# Decision Tree

In [20]:
# Import necessary libraries

import numpy as np
import matplotlib.pyplot as plt
import pandas as pd

from sklearn.model_selection import train_test_split, KFold, cross_val_score
from sklearn.multioutput import MultiOutputClassifier
from sklearn import tree
from sklearn.tree import DecisionTreeClassifier
from sklearn.metrics import balanced_accuracy_score, hamming_loss, f1_score, recall_score, roc_auc_score, accuracy_score
from sklearn.preprocessing import LabelEncoder
from sklearn.model_selection import ParameterGrid, GridSearchCV

In [39]:
# Load dataset
dataset= pd.read_csv('dataset.csv')

# Replace 'Unknown' with NaN
dataset.replace('Unknown', np.nan, inplace=True)
# Eliminate samples with NaN
dataset.dropna(inplace=True)


# Encode categorical variables
label_encoder = LabelEncoder()

categorical_columns = [
    'Genes in mother\'s side', 'Inherited from father', 'Maternal gene', 'Paternal gene', 'Status',
    'Respiratory Rate (breaths/min)', 'Heart Rate (rates/min)', 'Follow-up',
    'Gender', 'Birth asphyxia', 'Autopsy shows birth defect (if applicable)', 'Place of birth',
    'Folic acid details (peri-conceptional)',
    'H/O serious maternal illness', 'H/O radiation exposure (x-ray)', 'H/O substance abuse', 
    'Assisted conception IVF/ART', 'History of anomalies in previous pregnancies',
    'Birth defects', 'Blood test result',
    'Symptom 1', 'Symptom 2', 'Symptom 3', 'Symptom 4', 'Symptom 5'
]

quantitative_with_unknowns_or_ordered_columns = [
    'Patient Age', "Mother's age", "Father's age", 'No. of previous abortion',
    'White Blood cell count (thousand per microliter)']

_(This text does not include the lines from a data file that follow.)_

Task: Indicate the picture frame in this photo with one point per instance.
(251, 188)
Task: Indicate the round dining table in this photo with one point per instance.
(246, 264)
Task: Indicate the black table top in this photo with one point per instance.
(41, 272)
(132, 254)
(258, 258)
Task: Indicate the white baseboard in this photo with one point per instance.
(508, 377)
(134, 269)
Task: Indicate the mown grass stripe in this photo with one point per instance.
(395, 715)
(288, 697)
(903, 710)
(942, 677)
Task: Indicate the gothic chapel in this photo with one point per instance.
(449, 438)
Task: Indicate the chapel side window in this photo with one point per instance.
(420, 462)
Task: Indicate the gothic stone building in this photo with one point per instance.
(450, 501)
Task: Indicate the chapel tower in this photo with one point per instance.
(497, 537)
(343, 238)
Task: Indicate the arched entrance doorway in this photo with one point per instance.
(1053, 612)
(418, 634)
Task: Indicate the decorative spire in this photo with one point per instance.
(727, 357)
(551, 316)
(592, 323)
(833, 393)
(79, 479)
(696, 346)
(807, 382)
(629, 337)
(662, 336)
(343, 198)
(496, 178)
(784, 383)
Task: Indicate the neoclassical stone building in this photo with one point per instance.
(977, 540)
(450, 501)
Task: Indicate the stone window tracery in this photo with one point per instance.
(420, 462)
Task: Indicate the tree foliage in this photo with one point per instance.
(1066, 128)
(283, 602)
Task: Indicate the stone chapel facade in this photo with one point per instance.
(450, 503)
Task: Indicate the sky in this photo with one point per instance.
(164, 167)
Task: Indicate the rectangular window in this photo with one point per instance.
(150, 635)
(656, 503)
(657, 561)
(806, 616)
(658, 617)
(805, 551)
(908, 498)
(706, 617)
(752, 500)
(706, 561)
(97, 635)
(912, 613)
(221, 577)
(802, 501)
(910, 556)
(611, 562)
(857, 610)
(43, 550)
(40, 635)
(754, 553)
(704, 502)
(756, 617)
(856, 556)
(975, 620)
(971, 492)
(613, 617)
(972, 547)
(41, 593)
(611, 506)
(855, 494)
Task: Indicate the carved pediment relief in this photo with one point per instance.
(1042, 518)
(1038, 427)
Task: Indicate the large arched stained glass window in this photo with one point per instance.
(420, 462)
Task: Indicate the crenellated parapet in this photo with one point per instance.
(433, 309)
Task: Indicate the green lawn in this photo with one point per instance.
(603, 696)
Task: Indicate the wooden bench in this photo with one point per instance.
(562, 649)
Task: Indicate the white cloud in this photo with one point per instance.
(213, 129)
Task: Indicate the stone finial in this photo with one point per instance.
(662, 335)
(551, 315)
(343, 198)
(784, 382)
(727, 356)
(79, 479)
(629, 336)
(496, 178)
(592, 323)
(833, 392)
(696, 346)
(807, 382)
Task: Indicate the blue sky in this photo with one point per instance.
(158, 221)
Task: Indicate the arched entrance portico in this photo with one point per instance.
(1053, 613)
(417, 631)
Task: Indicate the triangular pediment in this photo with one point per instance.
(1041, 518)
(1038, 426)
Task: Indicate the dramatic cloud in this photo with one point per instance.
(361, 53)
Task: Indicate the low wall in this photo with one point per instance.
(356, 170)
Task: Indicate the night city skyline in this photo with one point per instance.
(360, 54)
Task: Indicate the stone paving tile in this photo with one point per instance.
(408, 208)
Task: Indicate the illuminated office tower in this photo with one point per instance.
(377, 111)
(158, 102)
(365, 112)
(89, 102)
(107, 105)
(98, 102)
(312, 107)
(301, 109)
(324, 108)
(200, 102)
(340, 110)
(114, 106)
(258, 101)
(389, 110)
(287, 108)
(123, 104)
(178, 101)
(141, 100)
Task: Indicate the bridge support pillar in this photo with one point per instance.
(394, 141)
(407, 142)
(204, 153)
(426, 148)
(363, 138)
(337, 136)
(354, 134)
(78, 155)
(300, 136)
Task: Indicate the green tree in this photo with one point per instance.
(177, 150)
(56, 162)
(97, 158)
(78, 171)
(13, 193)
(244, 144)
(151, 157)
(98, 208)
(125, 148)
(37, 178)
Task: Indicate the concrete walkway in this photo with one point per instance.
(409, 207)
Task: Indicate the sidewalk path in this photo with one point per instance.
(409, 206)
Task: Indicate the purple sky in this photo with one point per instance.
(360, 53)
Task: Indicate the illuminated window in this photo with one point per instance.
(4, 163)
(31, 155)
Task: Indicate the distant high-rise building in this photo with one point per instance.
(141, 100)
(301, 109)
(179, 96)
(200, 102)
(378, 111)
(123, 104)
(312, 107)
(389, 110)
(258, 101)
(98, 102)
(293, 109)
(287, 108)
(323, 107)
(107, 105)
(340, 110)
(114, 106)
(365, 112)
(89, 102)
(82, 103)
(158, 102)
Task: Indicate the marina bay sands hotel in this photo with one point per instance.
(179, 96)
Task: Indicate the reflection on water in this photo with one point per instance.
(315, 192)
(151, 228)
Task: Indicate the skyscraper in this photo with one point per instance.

for column in categorical_columns:
    dataset[column] = label_encoder.fit_transform(dataset[column].astype(str))

# Create a copy for encoding
dataset_encoded = dataset.copy()

# Encode target variables 'Genetic Disorder' and 'Disorder Subclass'
# Create mapping
genetic_disorder_mapping = {label: i for i, label in enumerate(dataset_encoded['Genetic Disorder'].unique()) if pd.notna(label)}
disorder_subclass_mapping = {label: i for i, label in enumerate(dataset_encoded['Disorder Subclass'].unique())}

# Replace each original value with its corresponding encoded value as per the mapping
dataset_encoded['Genetic Disorder'] = dataset_encoded['Genetic Disorder'].map(genetic_disorder_mapping)
dataset_encoded['Disorder Subclass'] = dataset_encoded['Disorder Subclass'].map(disorder_subclass_mapping)


# Allocate features and labels
X = dataset_encoded.drop(columns=['Genetic Disorder', 'Disorder Subclass'])
y = dataset_encoded[['Genetic Disorder', 'Disorder Subclass']]


# Split the data into training and testing sets
X_train, X_test, y_train, y_test = train_test_split(X, y, train_size=0.75, random_state=1)

In [40]:
# Correspond weights to classes

# Get values mapped
encoded_values_genetic_disorder = dataset_encoded['Genetic Disorder'].unique()
encoded_values_disorder_subclass = dataset_encoded['Disorder Subclass'].unique()

# Inverse mappings to get back the original names
inverse_genetic_disorder_mapping = {i: label for label, i in genetic_disorder_mapping.items()}
inverse_disorder_subclass_mapping = {i: label for label, i in disorder_subclass_mapping.items()}

# Map encoded values back to original names
names_genetic_disorder = [inverse_genetic_disorder_mapping[i] for i in encoded_values_genetic_disorder]
names_disorder_subclass = [inverse_disorder_subclass_mapping[i] for i in encoded_values_disorder_subclass]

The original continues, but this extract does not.